You'll find that operator handy with the WebClient or GeoCoordinateWatcher classes, which both execute their handlers on the UI thread. Watchout for Windows Phone 7.1 (mango) though, this may have changed a bit.

An Rx Expression's life cycle

Using an Rx expression is performed in a least 5 stages :

The construction of the expression,
The subscription to the expression,
The optional execution of the OnNext delegates passed as parameters (whether it be observers or explicit OnNext delegates),
The observer chain gets disposed either explicitly or implicitly,
The observers can optionally get collected by the GC.

The third part's execution context is covered by ObserveOn. But for the first two, this is different.

The expression is constructed like this :

var o = Observable.Timer(TimeSpan.FromSeconds(1));

Almost nothing's been executed here, just the creation of the observers for the entire expression, in a similar way IEnumerable expressions work. Until you call the IEnumerator.MoveNext, nothing is performed. In Rx expressions, until the Subscribe method is called, nothing is happening.

Then you can subscribe to the expression :

var d = o.Subscribe(_ => Console.WriteLine(_));

At this point, the whole chain of operators get their Subscribe method called, meaning they can start sending OnNext/OnError/OnComplete messages.

The case of Observable.Return and SubscribeOn

Then you meet that kind of expressions :

Observable
   .Return(42L)
   // Merge both enumerables into one, whichever the order of appearance
   .Merge(
      Observable.Timer(
         TimeSpan.FromSeconds(1), 
         new MyScheduler(Scheduler.ThreadPool, 42)
      )
   )
   .Subscribe(_ => Console.WriteLine("Do(1): " + MyScheduler.SchedulerId));

Console.WriteLine("Subscribed !");

This expression will merge the two observables into one that will provide two values, one from Return and one from the timer.

And this is the output :

Do(1):
Subscribed !
Do(1): 42

The Observable.Return OnNext was executed during the call to Subscribe, and has that thread has no SchedulerId, meaning that a whole lot of code has been executed in the context of the caller of Subscribe. You can imagine that if that expression is complex, and that the caller is the UI Thread, that can become a performance issue.
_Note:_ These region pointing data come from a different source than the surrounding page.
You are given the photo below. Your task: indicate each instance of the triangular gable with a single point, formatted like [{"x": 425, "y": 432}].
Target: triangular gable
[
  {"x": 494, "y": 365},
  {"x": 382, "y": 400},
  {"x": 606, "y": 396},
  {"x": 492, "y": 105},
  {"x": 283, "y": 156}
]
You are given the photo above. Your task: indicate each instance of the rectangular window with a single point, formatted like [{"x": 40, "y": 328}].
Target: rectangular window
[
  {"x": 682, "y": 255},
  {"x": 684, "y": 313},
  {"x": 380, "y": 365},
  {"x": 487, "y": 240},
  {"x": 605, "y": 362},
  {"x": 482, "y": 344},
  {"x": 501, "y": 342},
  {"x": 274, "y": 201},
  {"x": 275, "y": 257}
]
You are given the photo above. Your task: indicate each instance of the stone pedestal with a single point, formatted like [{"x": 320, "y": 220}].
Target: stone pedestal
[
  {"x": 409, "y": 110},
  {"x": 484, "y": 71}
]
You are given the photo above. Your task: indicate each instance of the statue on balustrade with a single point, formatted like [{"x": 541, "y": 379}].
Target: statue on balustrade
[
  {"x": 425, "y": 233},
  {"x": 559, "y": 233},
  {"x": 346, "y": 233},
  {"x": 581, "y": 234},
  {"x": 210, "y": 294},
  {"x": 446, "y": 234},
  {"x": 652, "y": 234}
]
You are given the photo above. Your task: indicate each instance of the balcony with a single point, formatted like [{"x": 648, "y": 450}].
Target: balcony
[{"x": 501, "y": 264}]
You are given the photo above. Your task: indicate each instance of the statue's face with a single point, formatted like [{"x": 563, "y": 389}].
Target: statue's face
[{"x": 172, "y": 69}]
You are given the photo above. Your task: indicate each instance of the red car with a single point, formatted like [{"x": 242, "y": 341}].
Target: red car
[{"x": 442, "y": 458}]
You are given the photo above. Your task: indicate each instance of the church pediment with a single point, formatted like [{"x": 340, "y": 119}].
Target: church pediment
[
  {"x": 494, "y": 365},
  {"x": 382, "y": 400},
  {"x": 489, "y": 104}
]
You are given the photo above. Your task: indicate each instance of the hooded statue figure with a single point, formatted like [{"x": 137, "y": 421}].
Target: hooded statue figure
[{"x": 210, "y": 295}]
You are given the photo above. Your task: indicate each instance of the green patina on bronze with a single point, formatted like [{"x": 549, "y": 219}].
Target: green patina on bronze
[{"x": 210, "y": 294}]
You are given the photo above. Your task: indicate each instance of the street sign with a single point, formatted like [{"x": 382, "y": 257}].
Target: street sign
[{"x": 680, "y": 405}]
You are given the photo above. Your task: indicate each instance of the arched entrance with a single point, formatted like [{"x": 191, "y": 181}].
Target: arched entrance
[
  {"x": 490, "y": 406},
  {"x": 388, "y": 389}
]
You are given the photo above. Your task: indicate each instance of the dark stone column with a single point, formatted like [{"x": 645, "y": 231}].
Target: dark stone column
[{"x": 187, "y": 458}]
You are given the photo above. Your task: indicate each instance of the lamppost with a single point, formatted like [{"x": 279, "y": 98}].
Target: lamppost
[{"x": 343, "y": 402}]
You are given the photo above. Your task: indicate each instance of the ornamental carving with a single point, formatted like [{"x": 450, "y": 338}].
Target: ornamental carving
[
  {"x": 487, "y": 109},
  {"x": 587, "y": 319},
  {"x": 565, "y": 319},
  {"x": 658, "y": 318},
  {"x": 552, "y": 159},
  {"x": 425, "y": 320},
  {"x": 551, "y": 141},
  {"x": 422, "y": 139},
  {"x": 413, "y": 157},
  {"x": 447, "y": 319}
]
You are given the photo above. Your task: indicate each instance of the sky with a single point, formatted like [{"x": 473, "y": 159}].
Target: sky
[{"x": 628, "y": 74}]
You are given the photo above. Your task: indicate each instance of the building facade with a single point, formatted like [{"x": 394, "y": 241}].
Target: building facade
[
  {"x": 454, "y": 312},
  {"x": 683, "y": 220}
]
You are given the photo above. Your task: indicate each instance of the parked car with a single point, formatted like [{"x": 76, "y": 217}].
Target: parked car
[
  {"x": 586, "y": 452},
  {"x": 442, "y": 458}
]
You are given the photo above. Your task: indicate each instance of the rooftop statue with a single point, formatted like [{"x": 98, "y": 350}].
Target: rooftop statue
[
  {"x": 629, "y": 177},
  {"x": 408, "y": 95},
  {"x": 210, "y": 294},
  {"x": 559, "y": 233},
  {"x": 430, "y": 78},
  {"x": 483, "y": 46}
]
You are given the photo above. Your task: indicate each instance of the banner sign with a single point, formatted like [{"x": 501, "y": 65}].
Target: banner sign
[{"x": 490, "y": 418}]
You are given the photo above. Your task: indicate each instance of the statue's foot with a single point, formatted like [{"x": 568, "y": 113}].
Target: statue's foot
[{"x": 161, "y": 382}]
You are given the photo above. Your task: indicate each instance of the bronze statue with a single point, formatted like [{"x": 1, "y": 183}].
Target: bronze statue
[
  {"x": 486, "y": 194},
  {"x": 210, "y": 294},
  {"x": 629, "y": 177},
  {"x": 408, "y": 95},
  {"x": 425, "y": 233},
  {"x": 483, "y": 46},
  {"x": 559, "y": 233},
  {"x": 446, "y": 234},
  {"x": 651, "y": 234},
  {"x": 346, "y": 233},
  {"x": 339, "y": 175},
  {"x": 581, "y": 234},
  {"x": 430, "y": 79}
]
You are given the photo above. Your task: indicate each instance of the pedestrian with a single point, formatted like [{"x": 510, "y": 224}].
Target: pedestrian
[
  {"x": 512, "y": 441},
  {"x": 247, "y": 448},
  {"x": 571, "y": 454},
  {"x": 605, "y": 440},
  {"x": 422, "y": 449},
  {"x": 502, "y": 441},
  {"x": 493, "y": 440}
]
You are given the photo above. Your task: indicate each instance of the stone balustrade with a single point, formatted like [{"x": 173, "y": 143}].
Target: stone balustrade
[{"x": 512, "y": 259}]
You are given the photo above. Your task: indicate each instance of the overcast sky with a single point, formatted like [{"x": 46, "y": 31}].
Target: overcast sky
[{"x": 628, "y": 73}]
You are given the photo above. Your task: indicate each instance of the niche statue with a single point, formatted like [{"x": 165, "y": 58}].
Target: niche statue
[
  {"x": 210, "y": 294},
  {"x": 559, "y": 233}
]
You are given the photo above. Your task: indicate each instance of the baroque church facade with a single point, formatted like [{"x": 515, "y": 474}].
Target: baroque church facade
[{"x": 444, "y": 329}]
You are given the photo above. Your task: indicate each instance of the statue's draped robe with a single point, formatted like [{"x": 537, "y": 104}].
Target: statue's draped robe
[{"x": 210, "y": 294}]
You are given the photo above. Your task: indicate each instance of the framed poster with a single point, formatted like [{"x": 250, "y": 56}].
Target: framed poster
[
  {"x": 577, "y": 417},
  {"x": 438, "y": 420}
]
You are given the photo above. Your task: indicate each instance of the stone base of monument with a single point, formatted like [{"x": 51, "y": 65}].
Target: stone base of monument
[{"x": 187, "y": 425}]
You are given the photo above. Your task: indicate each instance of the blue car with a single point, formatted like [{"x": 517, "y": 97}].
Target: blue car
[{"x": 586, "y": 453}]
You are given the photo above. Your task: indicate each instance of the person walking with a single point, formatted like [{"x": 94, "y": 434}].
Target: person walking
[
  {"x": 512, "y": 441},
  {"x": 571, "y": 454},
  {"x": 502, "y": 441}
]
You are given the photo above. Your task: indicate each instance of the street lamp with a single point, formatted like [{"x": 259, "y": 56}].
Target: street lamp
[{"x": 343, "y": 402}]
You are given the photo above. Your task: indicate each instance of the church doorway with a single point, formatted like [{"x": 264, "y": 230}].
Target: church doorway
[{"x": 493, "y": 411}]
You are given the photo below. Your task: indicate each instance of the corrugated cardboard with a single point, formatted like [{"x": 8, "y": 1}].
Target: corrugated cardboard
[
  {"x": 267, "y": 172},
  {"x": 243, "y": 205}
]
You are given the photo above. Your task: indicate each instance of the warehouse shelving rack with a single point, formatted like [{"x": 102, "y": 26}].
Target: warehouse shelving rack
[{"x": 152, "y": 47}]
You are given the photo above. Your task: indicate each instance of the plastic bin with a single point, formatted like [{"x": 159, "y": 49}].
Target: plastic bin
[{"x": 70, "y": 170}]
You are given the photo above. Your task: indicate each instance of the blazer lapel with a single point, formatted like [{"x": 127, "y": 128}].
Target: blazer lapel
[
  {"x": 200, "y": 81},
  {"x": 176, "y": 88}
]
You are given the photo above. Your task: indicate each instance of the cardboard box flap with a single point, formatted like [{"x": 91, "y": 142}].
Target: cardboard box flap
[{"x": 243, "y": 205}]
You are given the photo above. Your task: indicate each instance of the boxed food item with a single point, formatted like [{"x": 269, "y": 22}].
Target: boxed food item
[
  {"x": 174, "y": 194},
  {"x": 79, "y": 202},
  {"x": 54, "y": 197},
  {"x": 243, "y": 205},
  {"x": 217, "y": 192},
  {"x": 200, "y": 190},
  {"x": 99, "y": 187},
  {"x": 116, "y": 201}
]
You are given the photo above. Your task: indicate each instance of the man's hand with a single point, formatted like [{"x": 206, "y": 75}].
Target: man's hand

This is where the SubscribeOn operator becomes handy :

Observable
   .Return(42L)
   // Merge both enumerables into one, whichever the order of appearance
   .Merge(
      Observable.Timer(
         TimeSpan.FromSeconds(1), 
         new MyScheduler(Scheduler.ThreadPool, 42)
      )
   )
   .SubscribeOn(new MyScheduler(Scheduler.ThreadPool, 43))
   .Subscribe(_ => Console.WriteLine("Do(1): " + MyScheduler.SchedulerId));

Console.WriteLine("Subscribed !");

You then get this :

Subscribed !
Do(1): 43
Do(1): 42

The first OnNext is now executed under of a different scheduler, making subscribe a whole lot faster from the caller's point of view.

Why not always Subscribe on an other thread ?

That might come in handy, but you may not want that as an opt-out because of this scenario :

Observable.FromEventPattern(textBox, "TextChanged")
          .SubscribeOn(new MyScheduler(Scheduler.ThreadPool, 43))
          .Subscribe(_ => { });

Console.WriteLine("Subscribed !");

You'd get an "Invalid cross-thread access." System.UnauthorizedAccessException, because yo would try to add an event handler to a UI element from a different thread.

Interestingly though, this code does not work on WP7 but does on WPF 4.

An other scenario may be one where delaying the subscription may loose messages, so you need to make sure you're completely subscribed before raising events.

So there you have it :) I hope this helps you understand a bit better those two operators.